Apache Arrow 0.12.0 Release


Published 21 Jan 2019
By Wes McKinney (wesm)

The Apache Arrow team is pleased to announce the 0.12.0 release. This is the largest release yet in the project, covering 3 months of development work and includes 614 resolved issues from 77 distinct contributors.

See the Install Page to learn how to get the libraries for your platform. The complete changelog is also available.

It’s a huge release, but we’ll give some brief highlights and new from the project to help guide you to the parts of the project that may be of interest.

New committers and PMC member

The Arrow team is growing! Since the 0.11.0 release we have added 3 new committers:

We also pleased to announce that Krisztián Szűcs has been promoted from committer to PMC (Project Management Committee) member.

Thank you for all your contributions!

Code donations

Since the last release, we have received 3 code donations into the Apache project.

We are excited to continue to grow the Apache Arrow development community.

Combined project-level documentation

Since the last release, we have merged the Python and C++ documentation to create a combined project-wide documentation site: https://arrow.apache.org/docs. There is now some prose documentation about many parts of the C++ library.
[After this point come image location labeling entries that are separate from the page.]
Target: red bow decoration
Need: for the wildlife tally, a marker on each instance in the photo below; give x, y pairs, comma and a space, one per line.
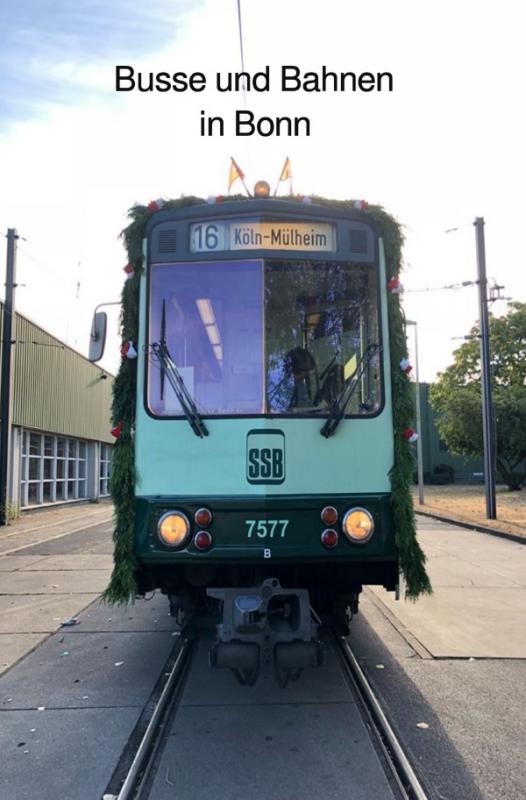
410, 435
117, 430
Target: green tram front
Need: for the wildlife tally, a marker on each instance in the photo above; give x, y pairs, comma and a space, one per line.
273, 315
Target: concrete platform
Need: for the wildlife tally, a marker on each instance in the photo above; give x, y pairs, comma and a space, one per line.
41, 586
66, 753
478, 608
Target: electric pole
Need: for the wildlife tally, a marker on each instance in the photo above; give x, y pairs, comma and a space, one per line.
485, 375
5, 379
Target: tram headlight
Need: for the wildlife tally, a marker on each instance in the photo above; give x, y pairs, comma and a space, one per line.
358, 525
173, 528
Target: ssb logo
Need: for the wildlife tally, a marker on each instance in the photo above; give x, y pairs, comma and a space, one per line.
265, 457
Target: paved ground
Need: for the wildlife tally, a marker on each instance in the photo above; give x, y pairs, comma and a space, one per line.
478, 608
52, 580
450, 670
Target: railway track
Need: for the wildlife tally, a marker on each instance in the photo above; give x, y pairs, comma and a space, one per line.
147, 773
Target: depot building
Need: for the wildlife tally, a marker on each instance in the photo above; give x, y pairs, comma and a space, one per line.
60, 441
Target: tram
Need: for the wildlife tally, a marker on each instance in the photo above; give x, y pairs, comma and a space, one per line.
256, 458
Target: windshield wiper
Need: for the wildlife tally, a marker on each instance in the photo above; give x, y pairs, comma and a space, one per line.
191, 413
339, 405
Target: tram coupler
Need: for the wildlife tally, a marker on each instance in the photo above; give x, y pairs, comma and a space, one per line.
265, 629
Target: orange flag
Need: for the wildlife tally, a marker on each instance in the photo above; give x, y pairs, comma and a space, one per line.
286, 172
235, 173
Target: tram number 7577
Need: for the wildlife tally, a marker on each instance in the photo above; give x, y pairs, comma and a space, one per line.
267, 528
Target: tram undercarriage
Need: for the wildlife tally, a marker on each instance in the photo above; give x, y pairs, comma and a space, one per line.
265, 624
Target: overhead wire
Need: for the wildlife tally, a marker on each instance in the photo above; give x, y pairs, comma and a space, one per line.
241, 49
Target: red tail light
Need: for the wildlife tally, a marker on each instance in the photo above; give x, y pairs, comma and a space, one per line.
202, 540
203, 517
329, 538
329, 515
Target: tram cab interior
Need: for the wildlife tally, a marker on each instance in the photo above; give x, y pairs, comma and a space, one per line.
266, 338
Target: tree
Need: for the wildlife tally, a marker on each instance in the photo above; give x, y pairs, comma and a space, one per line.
457, 396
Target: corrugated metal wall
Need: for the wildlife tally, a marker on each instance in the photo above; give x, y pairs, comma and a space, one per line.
56, 389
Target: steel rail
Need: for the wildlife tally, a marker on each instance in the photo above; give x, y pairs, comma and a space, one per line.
140, 760
401, 764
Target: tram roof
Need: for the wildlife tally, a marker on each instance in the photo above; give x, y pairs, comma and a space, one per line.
318, 206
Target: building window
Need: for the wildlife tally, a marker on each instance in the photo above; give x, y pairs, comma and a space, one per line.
104, 469
53, 468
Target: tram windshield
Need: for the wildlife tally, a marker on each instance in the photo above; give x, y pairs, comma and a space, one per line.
265, 337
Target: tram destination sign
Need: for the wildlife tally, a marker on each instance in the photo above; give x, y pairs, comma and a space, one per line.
209, 237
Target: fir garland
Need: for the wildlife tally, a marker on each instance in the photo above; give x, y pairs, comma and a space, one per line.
122, 586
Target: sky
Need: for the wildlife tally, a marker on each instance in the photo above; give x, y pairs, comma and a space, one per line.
446, 146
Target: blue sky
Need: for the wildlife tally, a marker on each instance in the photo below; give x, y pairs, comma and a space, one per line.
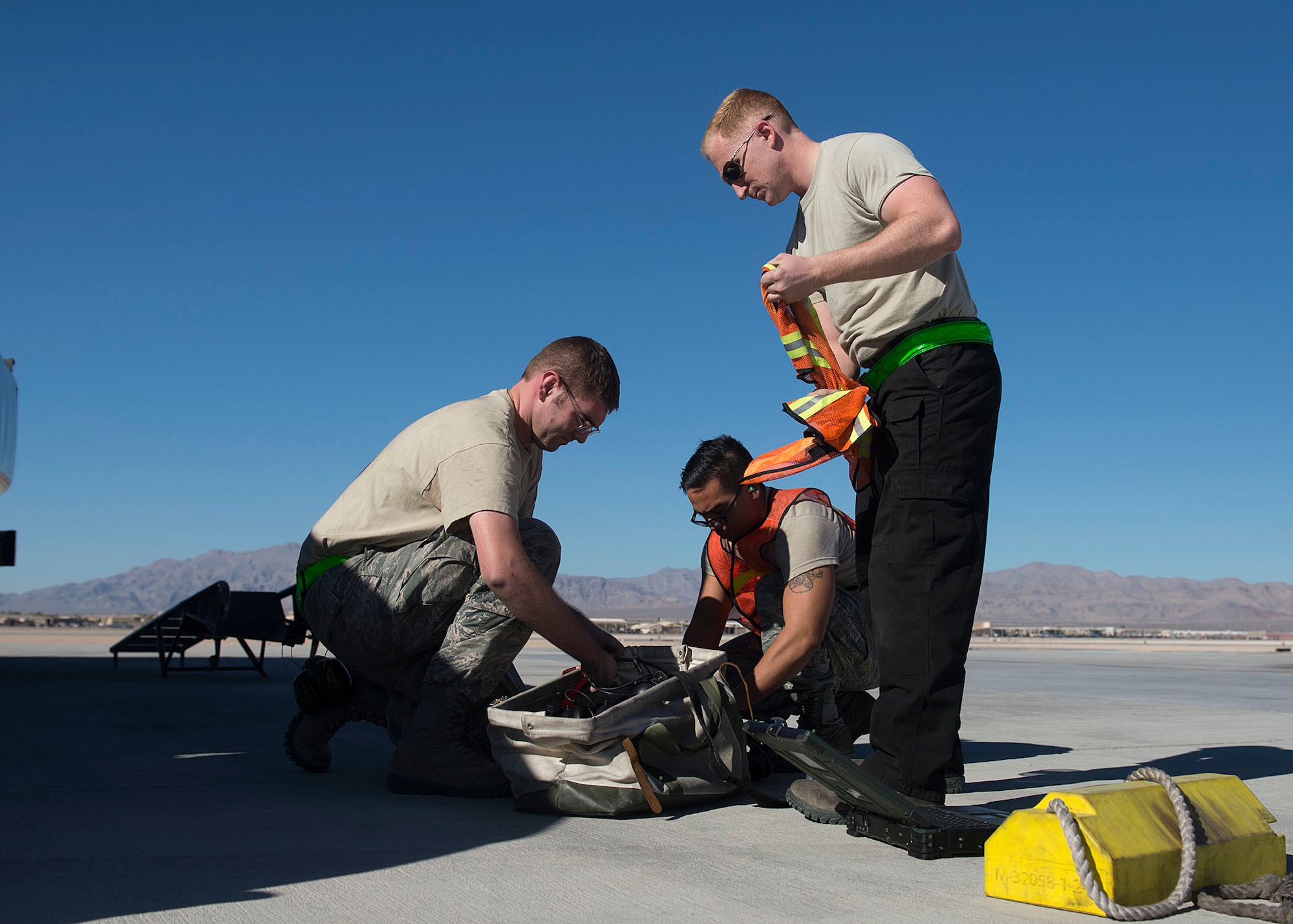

We intend to keep adding documentation for other parts of Apache Arrow to this site.

Packages

We start providing the official APT and Yum repositories for C++ and GLib (C). See the install document for details.

C++ notes

Much of the C++ development work the last 3 months concerned internal code refactoring and performance improvements. Some user-visible highlights of note:

  • Experimental support for in-memory sparse tensors (or ndarrays), with support for zero-copy IPC
  • Support for building on Alpine Linux
  • Significantly improved hash table utilities, with improved hash table performance in many parts of the library
  • IO library improvements for both read and write buffering
  • A fast trie implementation for string searching
  • Many improvements to the parallel CSV reader in performance and features. See the changelog

Since the LLVM-based Gandiva expression compiler was donated to Apache Arrow during the last release cycle, development there has been moving along. We expect to have Windows support for Gandiva and to ship this in downstream packages (like Python) in the 0.13 release time frame.

Go notes

The Arrow Go development team has been expanding. The Go library has gained support for many missing features from the columnar format as well as semantic constructs like chunked arrays and tables that are used heavily in the C++ project.

GLib and Ruby notes

Development of the GLib-based C bindings and corresponding Ruby interfaces have advanced in lock-step with the C++, Python, and R libraries. In this release, there are many new features in C and Ruby:

  • Compressed file read/write support
  • Support for using the C++ parallel CSV reader
  • Feather file support
  • Gandiva bindings
  • Plasma bindings

Python notes

We fixed a ton of bugs and made many improvements throughout the Python project. Some highlights from the Python side include:

  • Python 3.7 support: wheels and conda packages are now available for Python 3.7
  • Substantially improved memory use when converting strings types to pandas format, including when reading Parquet files. Parquet users should notice significantly lower memory use in common use cases
  • Support for reading and writing compressed files, can be used for CSV files, IPC, or any other form of IO
  • The new pyarrow.input_stream and pyarrow.output_stream functions support read and write buffering. This is analogous to BufferedIOBase from the Python standard library, but the internals are implemented natively in C++.
  • Gandiva (LLVM expression compiler) bindings, though not yet available in pip/conda yet. Look for this in 0.13.0.
  • Many improvements to Arrow CUDA integration, including interoperability with Numba

R notes

The R library made huge progress in 0.12, with work led by new committer Romain Francois. The R project’s features are not far behind the Python library, and we are hoping to be able to make the R library available to CRAN users for use with Apache Spark or for reading and writing Parquet files over the next quarter.

Users of the feather R library will see significant speed increases in many cases when reading Feather files with the new Arrow R library.

Rust notes

Rust development had an active last 3 months; see the changelog for details.

A native Rust implementation was just donated to the project, and the community intends to provide a similar level of functionality for reading and writing Parquet files using the Arrow in-memory columnar format as an intermediary.

Upcoming Roadmap, Outlook for 2019

Apache Arrow has become a large, diverse open source project. It is now being used in dozens of downstream open source and commercial projects. Work will be proceeding in many areas in 2019:

  • Development of in-memory query execution engines (e.g. in C++, Rust)
  • Expanded support for reading and writing the Apache Parquet format, and other common data formats like Apache Avro, CSV, JSON, and Apache ORC.
  • New Flight RPC system for fast messaging of Arrow datasets
  • Expanded support in existing programming languages
  • New programming language bindings or native implementations

It promises to be an exciting 2019. We look forward to having you involved in the development community.